Rank the predictions to select the top prediction(s).

Parameters:

ensemble_predictions_dict – Dictionary of method names and their corresponding predictions.
name – Name of the target protein-ligand pair.
cfg – Configuration dictionary for runtime arguments.

Returns:

Dictionary of consensus-ranked predictions indexed by each prediction’s consensus ranking and valued as its method name, output protein filepath, output ligand filepath, and average pairwise RMSD or Vina energy score.

posebench.models.ensemble_generation.rank_key(file_path: str) → float[source]¶

Define a custom key for ranking the predictions.

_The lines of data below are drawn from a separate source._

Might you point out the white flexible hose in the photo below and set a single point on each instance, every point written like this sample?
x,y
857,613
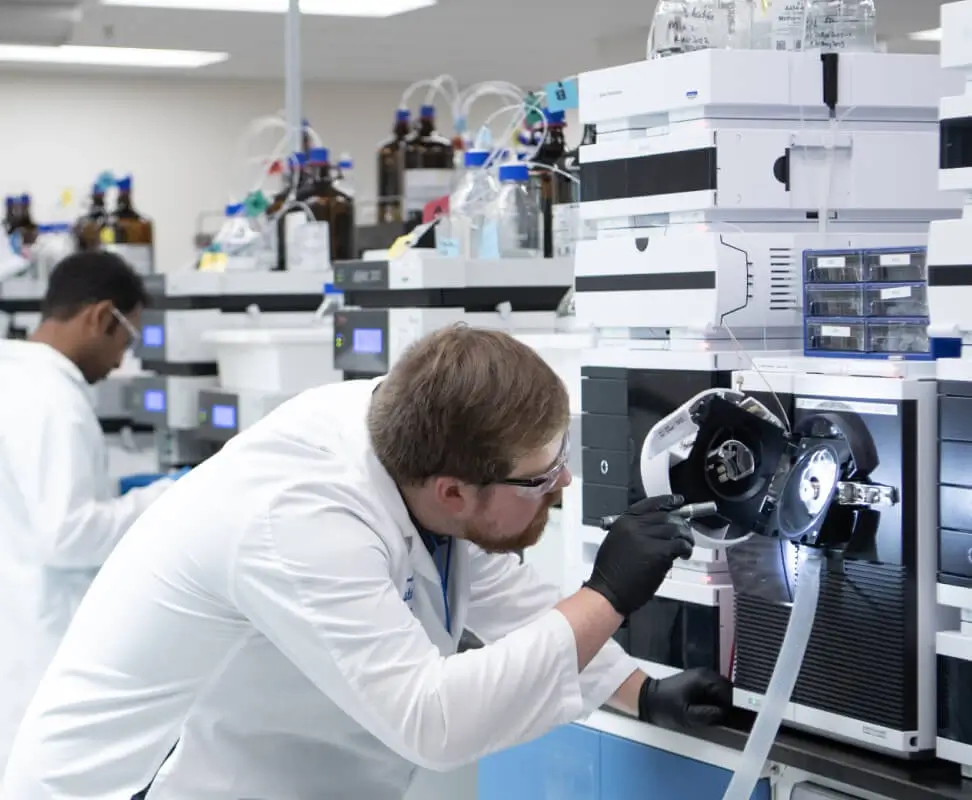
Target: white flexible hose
x,y
785,674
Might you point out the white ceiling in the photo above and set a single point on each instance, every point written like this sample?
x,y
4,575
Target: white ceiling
x,y
518,40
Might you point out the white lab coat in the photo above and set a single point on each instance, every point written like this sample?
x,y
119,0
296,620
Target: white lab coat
x,y
58,518
280,602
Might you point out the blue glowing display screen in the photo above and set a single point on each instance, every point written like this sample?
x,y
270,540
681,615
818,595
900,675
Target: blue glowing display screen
x,y
154,400
367,340
224,417
153,336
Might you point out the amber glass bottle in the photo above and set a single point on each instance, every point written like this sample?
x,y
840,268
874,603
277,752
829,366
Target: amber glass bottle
x,y
128,233
391,165
549,185
26,226
429,167
87,230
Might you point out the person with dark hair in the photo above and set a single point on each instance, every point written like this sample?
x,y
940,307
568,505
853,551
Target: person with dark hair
x,y
59,516
288,616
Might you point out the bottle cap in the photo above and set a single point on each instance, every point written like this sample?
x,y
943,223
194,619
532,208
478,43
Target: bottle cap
x,y
514,173
475,158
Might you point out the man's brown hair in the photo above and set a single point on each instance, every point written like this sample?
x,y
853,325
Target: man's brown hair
x,y
465,403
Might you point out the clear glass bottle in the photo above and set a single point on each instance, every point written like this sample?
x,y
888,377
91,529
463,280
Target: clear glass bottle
x,y
519,221
682,26
780,25
128,233
460,232
842,26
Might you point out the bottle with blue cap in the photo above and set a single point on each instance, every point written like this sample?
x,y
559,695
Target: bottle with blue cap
x,y
128,233
429,167
87,230
391,167
331,209
517,215
460,233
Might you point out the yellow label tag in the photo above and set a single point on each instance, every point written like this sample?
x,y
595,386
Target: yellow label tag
x,y
399,246
213,262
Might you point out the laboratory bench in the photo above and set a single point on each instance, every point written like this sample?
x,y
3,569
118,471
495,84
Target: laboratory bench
x,y
611,756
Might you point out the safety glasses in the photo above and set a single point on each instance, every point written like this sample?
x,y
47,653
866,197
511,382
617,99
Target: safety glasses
x,y
134,335
543,484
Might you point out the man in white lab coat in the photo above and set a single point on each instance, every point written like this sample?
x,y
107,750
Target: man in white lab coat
x,y
289,613
59,516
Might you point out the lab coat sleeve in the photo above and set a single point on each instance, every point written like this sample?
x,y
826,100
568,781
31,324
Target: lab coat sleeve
x,y
77,525
319,587
506,595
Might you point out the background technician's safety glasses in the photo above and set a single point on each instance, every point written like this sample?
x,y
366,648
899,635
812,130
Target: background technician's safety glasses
x,y
545,483
134,335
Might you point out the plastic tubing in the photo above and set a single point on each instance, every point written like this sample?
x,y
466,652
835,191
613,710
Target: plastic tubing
x,y
785,674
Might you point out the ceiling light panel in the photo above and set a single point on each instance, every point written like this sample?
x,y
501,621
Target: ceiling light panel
x,y
109,56
330,8
934,35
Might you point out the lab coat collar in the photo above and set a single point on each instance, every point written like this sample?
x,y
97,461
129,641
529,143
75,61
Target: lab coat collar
x,y
43,354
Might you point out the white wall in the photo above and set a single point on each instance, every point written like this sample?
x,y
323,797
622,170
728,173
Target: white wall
x,y
179,139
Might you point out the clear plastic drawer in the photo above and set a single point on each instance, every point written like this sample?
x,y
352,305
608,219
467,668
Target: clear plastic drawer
x,y
837,336
834,267
835,301
898,337
910,300
895,267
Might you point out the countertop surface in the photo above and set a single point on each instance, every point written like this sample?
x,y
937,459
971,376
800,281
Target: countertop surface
x,y
852,766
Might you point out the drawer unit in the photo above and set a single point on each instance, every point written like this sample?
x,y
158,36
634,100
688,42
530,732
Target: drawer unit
x,y
955,483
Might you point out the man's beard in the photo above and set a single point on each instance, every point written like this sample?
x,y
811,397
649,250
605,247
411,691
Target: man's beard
x,y
491,542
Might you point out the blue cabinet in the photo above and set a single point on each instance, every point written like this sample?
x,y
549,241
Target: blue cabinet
x,y
578,763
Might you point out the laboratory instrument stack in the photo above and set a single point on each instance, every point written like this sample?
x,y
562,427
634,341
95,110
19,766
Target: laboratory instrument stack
x,y
706,190
949,299
394,303
178,345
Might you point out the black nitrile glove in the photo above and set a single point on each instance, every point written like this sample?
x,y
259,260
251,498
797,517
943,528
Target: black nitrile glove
x,y
638,553
694,697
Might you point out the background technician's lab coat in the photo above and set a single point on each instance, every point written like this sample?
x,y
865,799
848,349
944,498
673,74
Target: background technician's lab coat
x,y
280,598
58,518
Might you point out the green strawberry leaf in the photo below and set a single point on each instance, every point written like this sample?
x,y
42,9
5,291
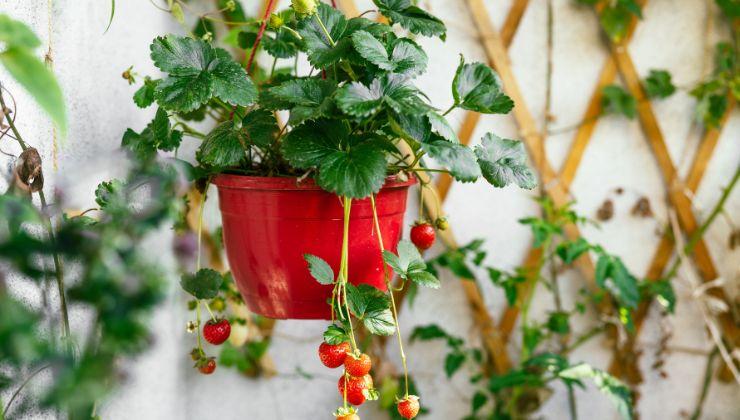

Parameters:: file_path – Path to the file to rank.
Returns:: The rank key for the file.

posebench.models.ensemble_generation.rfaa_get_chain_letter(index: int) → str[source]¶: Get the RFAA chain letter based on index.

posebench.models.ensemble_generation.save_ranked_predictions(ranked_predictions: dict[int, tuple[str, str, str, float]], protein_input_filepath: str, name: str, ligand_numbers: str | list[int] | None, ligand_names: str | list[str] | None, ligand_tasks: str | None, cfg: DictConfig)[source]¶

Save the top-ranked predictions to the output directory.

Parameters:

ranked_predictions – Dictionary of ranked predictions indexed by each prediction’s ranking and valued as its method name, output protein filepath, output ligand filepath, and average pairwise RMSD or Vina energy score.
protein_input_filepath – Path to the input protein structure PDB file.
name – Name of the target protein-ligand pair.
ligand_numbers – Optional list of ligand numbers represented as a _-delimited string or a list of integers.
ligand_names – Optional list of ligand names represented as a _-delimited string or a list of strings.
ligand_tasks – Optional ligand tasks specification.
cfg – Configuration dictionary for runtime arguments.